S.O.S. Please Someone Help Me: Speaking of our wee Giro king, I see sponsor Saxo Bank is freaking ou--um, generously handing Bjarne Riis the dough to pick up a bunch more support riders for Alberto, including, one hopes, at least one who can remind him of such crucial truisms as "front of the pack, good, !@#-end of nowhere, bad", and, equally utilitarian, pick up the squad's GC mantle for the future should the main man's doping case not go in his favor. I gotta say, I'm feeling sympathy for Bjarne on this one--having nursed such other talents as Basso and the Schlecks to huge success, it'd be a damn shame if he ended up in disgraced obscurity having to scramble to sign any kid with a halfway-decent speed on his daily newspaper route he can find. Anyway, who wants to domestique for Contador? Come on...a big fat signing bonus for new recruits with tactical sense!

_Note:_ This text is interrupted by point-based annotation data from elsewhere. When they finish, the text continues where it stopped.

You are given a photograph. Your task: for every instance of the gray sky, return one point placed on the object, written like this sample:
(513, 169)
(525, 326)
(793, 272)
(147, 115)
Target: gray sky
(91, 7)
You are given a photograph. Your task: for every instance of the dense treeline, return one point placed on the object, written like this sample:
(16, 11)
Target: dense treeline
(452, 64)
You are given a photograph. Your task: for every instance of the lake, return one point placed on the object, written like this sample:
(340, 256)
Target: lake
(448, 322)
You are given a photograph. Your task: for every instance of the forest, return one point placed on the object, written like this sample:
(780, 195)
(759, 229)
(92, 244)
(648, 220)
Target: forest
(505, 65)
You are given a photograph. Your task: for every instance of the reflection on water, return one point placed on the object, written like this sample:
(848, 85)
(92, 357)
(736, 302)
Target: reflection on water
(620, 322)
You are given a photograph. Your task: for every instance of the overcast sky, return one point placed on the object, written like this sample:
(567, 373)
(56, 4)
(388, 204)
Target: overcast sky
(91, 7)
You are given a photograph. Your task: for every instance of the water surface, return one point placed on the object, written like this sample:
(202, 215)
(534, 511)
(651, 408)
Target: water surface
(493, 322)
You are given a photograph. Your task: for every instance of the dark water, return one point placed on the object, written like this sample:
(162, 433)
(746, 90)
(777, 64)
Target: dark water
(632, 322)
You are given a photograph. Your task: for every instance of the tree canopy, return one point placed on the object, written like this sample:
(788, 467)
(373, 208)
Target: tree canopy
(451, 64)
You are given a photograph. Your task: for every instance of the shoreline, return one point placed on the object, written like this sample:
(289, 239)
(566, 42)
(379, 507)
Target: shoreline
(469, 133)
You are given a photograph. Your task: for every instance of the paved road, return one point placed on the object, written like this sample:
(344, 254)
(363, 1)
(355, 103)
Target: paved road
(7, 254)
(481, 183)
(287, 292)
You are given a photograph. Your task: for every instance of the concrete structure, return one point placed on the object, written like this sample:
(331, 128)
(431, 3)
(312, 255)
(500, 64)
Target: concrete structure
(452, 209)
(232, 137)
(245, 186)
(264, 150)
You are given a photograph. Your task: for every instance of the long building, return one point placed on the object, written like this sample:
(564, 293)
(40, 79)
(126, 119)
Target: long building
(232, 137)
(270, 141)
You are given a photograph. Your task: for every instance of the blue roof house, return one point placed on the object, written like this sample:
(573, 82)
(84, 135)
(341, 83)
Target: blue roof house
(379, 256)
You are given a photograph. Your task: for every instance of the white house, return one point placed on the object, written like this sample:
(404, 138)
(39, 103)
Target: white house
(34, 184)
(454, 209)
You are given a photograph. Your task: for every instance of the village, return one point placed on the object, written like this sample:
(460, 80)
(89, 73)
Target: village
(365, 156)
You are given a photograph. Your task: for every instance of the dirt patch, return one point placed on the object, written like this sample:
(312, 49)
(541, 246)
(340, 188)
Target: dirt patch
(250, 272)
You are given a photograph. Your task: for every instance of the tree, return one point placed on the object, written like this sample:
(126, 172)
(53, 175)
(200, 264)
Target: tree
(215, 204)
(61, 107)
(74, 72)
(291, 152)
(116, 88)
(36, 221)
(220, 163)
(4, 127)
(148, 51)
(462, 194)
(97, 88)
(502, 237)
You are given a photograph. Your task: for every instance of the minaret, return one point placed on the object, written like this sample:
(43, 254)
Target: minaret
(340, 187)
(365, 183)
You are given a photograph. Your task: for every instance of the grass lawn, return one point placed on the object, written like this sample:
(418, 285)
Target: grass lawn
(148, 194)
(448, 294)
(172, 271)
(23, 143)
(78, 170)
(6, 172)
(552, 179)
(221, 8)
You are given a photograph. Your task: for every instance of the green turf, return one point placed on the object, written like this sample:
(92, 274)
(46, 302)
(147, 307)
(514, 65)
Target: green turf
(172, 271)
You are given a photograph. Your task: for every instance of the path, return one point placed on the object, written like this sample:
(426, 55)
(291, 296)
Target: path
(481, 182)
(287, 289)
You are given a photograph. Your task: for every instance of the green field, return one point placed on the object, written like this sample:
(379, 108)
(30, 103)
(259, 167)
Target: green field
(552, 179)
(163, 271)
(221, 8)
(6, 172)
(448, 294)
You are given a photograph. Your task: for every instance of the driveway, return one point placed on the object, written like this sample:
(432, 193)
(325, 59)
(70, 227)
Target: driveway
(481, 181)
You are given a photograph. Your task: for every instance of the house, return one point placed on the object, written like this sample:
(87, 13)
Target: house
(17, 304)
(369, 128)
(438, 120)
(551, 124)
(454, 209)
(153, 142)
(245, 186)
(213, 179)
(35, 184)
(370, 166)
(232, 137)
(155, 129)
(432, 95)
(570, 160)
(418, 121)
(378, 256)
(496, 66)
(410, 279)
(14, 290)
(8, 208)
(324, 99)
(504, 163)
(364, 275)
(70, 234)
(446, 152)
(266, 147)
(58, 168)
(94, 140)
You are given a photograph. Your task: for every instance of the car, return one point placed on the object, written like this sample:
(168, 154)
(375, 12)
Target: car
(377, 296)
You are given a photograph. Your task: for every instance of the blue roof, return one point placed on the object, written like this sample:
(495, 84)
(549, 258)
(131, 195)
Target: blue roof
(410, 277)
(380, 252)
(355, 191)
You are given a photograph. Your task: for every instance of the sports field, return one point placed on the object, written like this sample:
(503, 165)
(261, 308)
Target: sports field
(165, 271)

Right Said Red: and, in a handsome reminder that the weakest man in the Tour de France can still beat the crap out of pretty well all but a 180 or so of the other 8 billion people on the planet with his legs tied behind his head like a trussed-up steer (hey, that reminds me of...aw, forget it, the boy's been through enough!), 2010 Lanterne Rouge Adriano Malori on Thursday was crowned Most Combative, which is not only an honor, but surely a useful tool as muscle-backup for his Lampre teammate Alessandro Petacchi the next time Cavendish (or some hired goon) tries to whang him off the tarmac in a tight sprint. Use him if you can, Ale-jet--ya can't count on your calendar pin-up photos defending you when you're mano-a-mano with the Manx Missile!
We Heart Capitalism: in souvenir news, the Tour itself is offering a smashing new bib on sale, not only ideal for brainwashing your little tot into a career in professional cyclist before s/he can even use the potty, but also for yer enterprising yet neat-freak grown-up contender who doesn't want his apres-stage...nutritional supplements getting on that nice team jersey. Also available for you-know-who's chef, a little maillot-jauneish reminder of what's at stake the next time there's a food-borne !@#$-up: Enjoy your dinners, gentlemen--carefully!

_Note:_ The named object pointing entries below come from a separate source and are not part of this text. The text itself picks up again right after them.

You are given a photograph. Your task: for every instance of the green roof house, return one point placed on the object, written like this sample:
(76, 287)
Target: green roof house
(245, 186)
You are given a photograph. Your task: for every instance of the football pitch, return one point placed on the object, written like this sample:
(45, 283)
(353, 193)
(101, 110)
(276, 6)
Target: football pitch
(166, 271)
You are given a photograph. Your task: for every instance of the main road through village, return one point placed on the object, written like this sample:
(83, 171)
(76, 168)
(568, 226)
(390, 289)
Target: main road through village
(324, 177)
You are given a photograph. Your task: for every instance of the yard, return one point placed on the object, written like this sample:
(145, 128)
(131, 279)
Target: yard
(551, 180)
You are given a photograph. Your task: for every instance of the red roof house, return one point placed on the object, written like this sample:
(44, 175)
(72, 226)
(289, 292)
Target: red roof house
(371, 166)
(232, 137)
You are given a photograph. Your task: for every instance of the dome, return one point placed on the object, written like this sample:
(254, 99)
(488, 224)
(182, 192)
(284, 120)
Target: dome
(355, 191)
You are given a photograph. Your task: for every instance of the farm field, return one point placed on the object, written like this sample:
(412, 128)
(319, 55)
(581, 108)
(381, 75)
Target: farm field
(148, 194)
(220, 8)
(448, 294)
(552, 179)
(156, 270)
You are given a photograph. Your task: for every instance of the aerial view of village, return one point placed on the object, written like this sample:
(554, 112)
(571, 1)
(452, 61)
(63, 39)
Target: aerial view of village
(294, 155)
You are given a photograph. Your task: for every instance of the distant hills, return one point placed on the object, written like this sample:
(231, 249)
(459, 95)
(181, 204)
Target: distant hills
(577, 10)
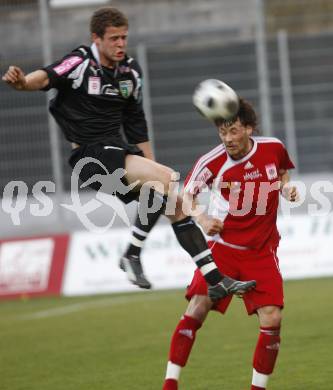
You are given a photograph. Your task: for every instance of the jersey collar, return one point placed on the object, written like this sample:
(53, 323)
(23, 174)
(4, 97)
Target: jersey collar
(247, 156)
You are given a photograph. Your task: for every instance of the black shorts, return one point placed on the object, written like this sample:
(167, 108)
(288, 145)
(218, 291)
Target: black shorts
(111, 157)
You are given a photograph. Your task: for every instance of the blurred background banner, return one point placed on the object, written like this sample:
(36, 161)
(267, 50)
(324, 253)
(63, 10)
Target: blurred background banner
(277, 54)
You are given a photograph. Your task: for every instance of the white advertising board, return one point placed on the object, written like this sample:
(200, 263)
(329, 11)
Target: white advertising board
(93, 259)
(25, 265)
(92, 267)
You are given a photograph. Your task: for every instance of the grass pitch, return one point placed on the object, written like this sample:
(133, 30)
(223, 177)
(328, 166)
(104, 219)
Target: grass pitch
(120, 342)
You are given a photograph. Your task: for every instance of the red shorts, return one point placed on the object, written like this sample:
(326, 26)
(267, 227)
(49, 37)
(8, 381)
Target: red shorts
(260, 265)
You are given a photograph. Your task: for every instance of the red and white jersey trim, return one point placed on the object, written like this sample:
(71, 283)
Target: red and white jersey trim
(202, 163)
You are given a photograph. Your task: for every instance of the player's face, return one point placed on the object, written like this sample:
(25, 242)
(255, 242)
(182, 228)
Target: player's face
(112, 46)
(236, 139)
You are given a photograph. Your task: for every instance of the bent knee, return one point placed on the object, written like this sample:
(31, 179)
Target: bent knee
(270, 316)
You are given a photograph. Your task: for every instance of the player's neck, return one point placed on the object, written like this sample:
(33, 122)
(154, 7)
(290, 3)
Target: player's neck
(108, 64)
(242, 153)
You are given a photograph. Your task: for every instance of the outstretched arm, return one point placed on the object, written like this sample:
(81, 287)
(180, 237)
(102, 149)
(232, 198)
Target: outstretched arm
(34, 81)
(147, 149)
(287, 191)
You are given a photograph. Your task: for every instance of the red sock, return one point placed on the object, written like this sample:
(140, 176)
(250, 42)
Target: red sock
(266, 350)
(170, 384)
(183, 339)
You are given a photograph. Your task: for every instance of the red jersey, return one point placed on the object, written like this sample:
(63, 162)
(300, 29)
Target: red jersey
(244, 193)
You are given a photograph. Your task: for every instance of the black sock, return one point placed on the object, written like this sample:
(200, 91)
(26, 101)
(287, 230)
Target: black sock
(193, 241)
(145, 220)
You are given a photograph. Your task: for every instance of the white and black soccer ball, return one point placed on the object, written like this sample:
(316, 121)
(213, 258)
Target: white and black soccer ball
(214, 99)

2 Legit, 2 Legit to Quit: finally, admiration and many thanks to Wall Street Journal sportswriter/cycling guru Reed Albergotti for his intriguing article on the present, past, and future legacy (and limits) of Alberto Contador, in which, I humbly note, racejunkie is briefly quoted, which means, I presume, that if I were really cool, and certain racers were interested in the trifecta of financial news, foreign sports pages, and cycling bloggers, I'd wake up some morning after the Tour de France to the sound of, say, Alberto's big brother whomping in my window with a crowbar, or, maybe, a set of giant white Cavish teeth trying to chew their way through my innocent doorjamb. Ah well, I'm not worried--it's not like some riders don't take criticism well!